Hey, have fun with your veg box! I really love mine, though in the UK, the beets... can get out of hand, as can most of the root veg! I have even learned to eat beets raw -- nice gory tongue effects, and trust me, a couple of hours later, you'll remember you ate them! (Be prepared to be startled.)

Good for you, with your glowing eyes. Definitely a free pass to all the ice cream you can eat, and all the dangerous writers you can read.

Posted by: TadMack at July 20, 2008 01:39 PM

TadMack, Now I've GOT to try eating a raw beet.

Posted by: adrienne at July 20, 2008 11:56 PM

Susan, we LOVE Deborah Madison in our house, and we've got that great vegetarian cookbook you mention. Woot for Madison!

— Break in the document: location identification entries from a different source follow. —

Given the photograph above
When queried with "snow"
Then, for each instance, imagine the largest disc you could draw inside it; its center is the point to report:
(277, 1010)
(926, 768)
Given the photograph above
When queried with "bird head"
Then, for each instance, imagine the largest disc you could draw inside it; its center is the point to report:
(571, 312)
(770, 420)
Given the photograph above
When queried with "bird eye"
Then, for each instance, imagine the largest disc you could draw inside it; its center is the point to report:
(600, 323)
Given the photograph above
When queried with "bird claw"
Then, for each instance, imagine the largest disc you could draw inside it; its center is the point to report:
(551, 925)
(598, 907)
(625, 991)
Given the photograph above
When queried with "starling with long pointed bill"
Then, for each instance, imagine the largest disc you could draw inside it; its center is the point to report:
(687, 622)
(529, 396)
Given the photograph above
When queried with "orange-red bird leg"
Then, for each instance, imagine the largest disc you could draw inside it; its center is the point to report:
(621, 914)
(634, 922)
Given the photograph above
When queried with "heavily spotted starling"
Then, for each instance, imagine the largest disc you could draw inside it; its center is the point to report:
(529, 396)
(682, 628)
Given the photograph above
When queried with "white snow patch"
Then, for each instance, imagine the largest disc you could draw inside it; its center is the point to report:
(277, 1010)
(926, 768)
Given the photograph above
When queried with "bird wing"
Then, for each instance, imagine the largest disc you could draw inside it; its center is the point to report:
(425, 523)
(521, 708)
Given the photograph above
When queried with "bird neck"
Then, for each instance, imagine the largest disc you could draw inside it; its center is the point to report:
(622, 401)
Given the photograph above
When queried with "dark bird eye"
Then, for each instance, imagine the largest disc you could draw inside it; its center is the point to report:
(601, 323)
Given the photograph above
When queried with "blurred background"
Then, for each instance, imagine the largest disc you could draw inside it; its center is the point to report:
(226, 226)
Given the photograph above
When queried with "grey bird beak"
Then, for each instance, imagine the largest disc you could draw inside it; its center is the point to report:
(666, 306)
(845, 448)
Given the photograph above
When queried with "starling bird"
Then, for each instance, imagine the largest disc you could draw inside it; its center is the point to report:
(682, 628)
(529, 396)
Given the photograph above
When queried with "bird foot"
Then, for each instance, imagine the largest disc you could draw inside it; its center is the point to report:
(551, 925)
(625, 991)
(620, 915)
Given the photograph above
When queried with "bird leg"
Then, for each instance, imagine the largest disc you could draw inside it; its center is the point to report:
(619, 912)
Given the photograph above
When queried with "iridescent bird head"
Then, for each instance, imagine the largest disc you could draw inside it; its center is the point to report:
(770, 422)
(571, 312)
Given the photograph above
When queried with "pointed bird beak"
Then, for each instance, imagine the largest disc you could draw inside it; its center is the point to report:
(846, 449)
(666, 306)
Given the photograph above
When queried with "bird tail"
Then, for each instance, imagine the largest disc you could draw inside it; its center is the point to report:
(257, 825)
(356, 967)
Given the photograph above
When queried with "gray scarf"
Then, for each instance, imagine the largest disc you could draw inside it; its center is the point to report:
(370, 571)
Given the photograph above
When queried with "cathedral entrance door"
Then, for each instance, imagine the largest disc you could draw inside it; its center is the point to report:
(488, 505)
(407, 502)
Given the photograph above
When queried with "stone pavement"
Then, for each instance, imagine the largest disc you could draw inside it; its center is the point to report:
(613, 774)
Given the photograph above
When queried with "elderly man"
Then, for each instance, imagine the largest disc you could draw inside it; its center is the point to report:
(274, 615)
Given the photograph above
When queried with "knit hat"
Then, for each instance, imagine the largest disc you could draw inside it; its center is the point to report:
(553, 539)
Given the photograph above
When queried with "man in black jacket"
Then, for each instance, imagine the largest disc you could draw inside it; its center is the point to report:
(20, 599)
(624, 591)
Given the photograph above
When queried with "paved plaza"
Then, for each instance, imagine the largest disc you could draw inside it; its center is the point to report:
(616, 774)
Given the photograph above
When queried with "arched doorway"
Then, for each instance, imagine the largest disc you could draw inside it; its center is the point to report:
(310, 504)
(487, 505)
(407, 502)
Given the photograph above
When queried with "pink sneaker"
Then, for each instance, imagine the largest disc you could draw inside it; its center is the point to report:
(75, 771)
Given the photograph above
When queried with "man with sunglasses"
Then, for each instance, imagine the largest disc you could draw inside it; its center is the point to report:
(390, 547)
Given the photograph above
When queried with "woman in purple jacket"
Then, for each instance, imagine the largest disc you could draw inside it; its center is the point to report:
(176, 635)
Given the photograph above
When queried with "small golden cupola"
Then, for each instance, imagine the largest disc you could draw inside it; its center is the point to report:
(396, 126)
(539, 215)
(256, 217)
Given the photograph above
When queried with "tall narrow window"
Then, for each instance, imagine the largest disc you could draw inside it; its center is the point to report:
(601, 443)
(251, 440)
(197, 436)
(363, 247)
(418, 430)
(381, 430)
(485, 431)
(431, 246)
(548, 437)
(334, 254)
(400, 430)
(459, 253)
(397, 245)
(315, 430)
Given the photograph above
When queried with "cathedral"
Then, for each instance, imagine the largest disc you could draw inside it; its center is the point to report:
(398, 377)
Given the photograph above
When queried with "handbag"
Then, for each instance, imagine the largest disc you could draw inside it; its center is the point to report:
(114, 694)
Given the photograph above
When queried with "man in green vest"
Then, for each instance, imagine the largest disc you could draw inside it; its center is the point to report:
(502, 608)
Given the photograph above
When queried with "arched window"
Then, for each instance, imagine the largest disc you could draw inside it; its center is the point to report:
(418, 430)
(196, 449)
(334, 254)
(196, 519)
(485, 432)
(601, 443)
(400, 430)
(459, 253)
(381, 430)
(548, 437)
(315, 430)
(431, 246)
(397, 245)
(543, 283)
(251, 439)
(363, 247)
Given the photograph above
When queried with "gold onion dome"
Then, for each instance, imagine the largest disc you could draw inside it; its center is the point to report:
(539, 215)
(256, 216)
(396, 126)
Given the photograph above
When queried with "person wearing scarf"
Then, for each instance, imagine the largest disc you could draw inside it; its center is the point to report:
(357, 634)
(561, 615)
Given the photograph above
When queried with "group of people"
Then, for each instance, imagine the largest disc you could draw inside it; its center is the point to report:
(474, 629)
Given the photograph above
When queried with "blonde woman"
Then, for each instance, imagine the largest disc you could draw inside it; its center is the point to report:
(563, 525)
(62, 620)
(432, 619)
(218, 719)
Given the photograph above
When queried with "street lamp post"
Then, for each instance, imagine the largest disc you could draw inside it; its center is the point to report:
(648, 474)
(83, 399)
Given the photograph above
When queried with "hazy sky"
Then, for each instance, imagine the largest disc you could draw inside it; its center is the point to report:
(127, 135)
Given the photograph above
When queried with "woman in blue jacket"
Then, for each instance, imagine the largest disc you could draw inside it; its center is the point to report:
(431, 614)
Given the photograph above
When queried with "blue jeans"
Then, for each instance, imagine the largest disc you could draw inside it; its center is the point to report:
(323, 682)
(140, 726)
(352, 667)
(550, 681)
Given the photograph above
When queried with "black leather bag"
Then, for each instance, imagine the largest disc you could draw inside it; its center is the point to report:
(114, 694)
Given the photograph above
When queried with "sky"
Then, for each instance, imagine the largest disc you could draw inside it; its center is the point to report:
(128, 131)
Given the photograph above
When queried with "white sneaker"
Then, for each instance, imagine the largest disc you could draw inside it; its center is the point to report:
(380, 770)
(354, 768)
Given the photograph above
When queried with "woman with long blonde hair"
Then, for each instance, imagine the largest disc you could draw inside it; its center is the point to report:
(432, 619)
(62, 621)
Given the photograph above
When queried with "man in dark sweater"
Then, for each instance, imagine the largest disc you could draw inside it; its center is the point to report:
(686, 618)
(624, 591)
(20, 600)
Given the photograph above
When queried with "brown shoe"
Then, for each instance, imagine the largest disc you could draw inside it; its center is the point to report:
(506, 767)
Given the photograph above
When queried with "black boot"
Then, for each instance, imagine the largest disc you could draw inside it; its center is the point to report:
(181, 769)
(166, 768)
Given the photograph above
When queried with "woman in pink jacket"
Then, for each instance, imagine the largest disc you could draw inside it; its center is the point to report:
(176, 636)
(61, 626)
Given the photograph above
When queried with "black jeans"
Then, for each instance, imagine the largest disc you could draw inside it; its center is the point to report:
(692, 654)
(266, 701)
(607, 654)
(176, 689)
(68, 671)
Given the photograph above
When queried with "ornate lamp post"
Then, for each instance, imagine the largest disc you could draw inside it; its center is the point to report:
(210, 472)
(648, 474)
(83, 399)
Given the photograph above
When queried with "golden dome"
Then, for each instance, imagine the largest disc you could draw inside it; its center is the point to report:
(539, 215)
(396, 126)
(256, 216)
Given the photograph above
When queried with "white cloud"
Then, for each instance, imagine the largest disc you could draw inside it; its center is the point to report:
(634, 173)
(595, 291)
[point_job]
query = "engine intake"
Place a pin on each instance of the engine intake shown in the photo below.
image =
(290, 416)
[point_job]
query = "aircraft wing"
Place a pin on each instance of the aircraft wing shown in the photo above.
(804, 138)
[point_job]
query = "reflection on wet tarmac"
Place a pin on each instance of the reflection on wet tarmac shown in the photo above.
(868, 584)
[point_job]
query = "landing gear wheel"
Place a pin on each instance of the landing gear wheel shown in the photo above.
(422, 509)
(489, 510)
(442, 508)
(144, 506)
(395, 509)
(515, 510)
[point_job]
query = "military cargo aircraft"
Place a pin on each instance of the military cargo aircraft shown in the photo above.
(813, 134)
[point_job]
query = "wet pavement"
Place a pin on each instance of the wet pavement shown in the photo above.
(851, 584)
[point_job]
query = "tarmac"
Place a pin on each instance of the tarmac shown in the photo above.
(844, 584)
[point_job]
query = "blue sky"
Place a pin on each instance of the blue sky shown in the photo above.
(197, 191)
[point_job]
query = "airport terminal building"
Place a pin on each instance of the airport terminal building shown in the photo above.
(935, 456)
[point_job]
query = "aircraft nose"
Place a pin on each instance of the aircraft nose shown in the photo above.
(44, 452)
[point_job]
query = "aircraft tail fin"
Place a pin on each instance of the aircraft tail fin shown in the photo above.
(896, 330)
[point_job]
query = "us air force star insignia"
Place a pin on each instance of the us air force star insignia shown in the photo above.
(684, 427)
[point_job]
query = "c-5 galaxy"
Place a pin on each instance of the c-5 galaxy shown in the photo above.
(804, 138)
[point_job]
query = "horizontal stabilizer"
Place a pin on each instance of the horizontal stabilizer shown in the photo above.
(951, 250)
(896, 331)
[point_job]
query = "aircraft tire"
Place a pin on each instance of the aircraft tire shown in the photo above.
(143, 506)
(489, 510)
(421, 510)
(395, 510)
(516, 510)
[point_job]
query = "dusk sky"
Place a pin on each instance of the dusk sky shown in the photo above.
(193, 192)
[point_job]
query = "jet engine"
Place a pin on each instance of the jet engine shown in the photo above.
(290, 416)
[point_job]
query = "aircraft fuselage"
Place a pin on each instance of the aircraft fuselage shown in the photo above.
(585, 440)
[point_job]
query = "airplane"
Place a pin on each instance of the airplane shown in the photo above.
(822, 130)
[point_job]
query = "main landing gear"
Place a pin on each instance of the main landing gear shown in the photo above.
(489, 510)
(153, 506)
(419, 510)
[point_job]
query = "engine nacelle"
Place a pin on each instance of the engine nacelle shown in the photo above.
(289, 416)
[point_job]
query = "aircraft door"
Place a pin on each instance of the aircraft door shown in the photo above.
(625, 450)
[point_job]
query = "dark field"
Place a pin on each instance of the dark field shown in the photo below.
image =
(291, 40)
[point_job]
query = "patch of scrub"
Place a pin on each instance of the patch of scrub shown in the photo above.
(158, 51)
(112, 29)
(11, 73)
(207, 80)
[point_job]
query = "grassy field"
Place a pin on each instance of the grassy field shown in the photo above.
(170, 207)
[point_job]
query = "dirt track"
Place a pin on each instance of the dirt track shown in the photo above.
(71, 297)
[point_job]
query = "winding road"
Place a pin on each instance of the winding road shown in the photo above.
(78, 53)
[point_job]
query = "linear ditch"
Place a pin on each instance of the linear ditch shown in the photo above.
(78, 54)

Thanks for the link, Adrienne.

Posted by: jules at July 21, 2008 08:50 AM

Wow, Adrienne. What a great piece. Shoot, I thought Goldberg was going to comment that she's screwing up America because of her food book. Der.

That piece brought tears to my eyes. Pretty powerful stuff.

Posted by: jules at July 21, 2008 08:58 AM

Bwaa-ha-ha! Another convert! Vegetables are cool! They will not be denied! We're all going to return to farming--even if we have to grow plants in our bathtubs! Barbara Kingsolver is leader of the squash!

Posted by: Robin Brande at July 24, 2008 10:14 PM

Between the vegetables and Lost, I don't know why I need anything else in this life.